“我只是想问清楚,今日之事的始末而已。”
太子的维护,过於反常。
燕箏声音平静,说出来的话亦有理有据,只是很正常的就事论事。
她生气的不是太子对姜盈盈的维护。
毕竟她早有预料。
她生气的太子维护姜盈盈也就算了,还要大半夜的將她叫起来,拉入这件事里。
太子与燕箏对视,有那么瞬间,他竟觉得燕箏好似早已看穿一切,以至於他有片刻的心虚。
但转瞬即逝。
太子略沉了脸,道:“今日出事时,关山並不在孤身侧。”
“孤让关山去忙別的事了,孤独自在书房时,不慎伤到。”
太子加重了“独自”二字。
“箏箏。”太子盯著燕箏的眼睛道:“此事需得保密,不可再对外宣扬。尤其是父皇母后那边……”
太子的话还没说完,书房外便传来急促的脚步声,却是有人未经通报,直接快步闯了进来。
太子当即皱眉,朝来人看去。
他倒是要看看,究竟是什么人,竟敢擅闯东宫书房!
但这一眼过去,太子当场愣住。
匆匆进门的不是旁人,正是乔装打扮过的皇后。
皇后正对上太子的眼睛,眼里全是担忧,“珝儿!”
太子愣在当场。
他的话都还没说完,皇后就来了。
他下意识看了一眼燕箏,又很快收回了视线,在燕箏抵达书房之前,都不知他具体出了什么事。
应当与燕箏无关。
“母后。”太子定了定心神,看向皇后,“您怎么来了。

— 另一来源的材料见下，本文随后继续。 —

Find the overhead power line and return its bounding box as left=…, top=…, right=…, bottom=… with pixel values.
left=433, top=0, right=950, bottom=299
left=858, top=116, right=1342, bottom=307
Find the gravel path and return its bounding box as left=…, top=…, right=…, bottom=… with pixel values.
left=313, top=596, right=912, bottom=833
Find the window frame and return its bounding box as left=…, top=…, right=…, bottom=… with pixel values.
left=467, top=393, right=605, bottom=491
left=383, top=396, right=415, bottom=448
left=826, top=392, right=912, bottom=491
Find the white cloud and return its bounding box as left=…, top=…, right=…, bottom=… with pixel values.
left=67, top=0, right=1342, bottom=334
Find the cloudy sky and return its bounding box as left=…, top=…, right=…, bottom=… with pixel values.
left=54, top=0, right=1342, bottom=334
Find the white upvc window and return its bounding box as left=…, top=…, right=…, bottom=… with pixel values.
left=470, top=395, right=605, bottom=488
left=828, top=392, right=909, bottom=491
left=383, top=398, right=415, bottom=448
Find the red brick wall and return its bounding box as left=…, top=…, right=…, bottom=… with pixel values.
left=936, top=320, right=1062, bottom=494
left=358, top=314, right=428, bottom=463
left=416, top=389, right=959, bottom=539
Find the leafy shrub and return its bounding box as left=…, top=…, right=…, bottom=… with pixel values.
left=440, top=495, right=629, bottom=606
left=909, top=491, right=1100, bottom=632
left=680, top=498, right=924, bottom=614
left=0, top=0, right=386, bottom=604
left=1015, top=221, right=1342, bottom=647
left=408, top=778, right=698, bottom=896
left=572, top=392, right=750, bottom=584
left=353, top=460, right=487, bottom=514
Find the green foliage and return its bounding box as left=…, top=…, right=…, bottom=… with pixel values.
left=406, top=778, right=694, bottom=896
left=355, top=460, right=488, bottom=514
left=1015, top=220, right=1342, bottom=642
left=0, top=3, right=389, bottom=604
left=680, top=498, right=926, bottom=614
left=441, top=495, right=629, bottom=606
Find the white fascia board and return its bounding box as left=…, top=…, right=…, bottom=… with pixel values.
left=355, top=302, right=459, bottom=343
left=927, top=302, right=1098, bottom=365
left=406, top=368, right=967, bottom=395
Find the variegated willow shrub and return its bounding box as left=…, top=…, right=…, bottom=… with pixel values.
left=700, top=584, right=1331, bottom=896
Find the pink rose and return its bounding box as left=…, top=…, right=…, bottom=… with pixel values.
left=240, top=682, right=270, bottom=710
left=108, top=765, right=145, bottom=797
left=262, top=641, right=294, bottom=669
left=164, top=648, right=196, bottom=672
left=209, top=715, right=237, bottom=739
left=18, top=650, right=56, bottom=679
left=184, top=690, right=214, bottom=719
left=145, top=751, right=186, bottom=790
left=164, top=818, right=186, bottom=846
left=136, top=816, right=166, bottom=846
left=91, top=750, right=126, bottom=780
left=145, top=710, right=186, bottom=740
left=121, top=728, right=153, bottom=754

”
太子筹谋王家的事几日,今日事成,已经將事情始末告知了皇后,让她宽心。
皇后原本还因上次太子果断出卖王家的事,而对太子心有芥蒂。
今日一听太子的安排,与太子之间那点隔阂,自然尽数消弭。
她此刻看著太子的样子,心里只有心疼和愤怒。
皇后尚在禁足,她是听说太子出事,悄悄出的坤寧宫。
她无视一旁的燕箏,快步走到太子床边,满目关切,“太医怎么说?”
太子下意识看向燕箏。
燕箏低眉垂目,只当没看到太子的眼神,一语不发。
太子的腿受伤已成既定事实,但她也不想做那个通报坏消息的人。
那会让皇后因此怪罪她。
她可不想掺和。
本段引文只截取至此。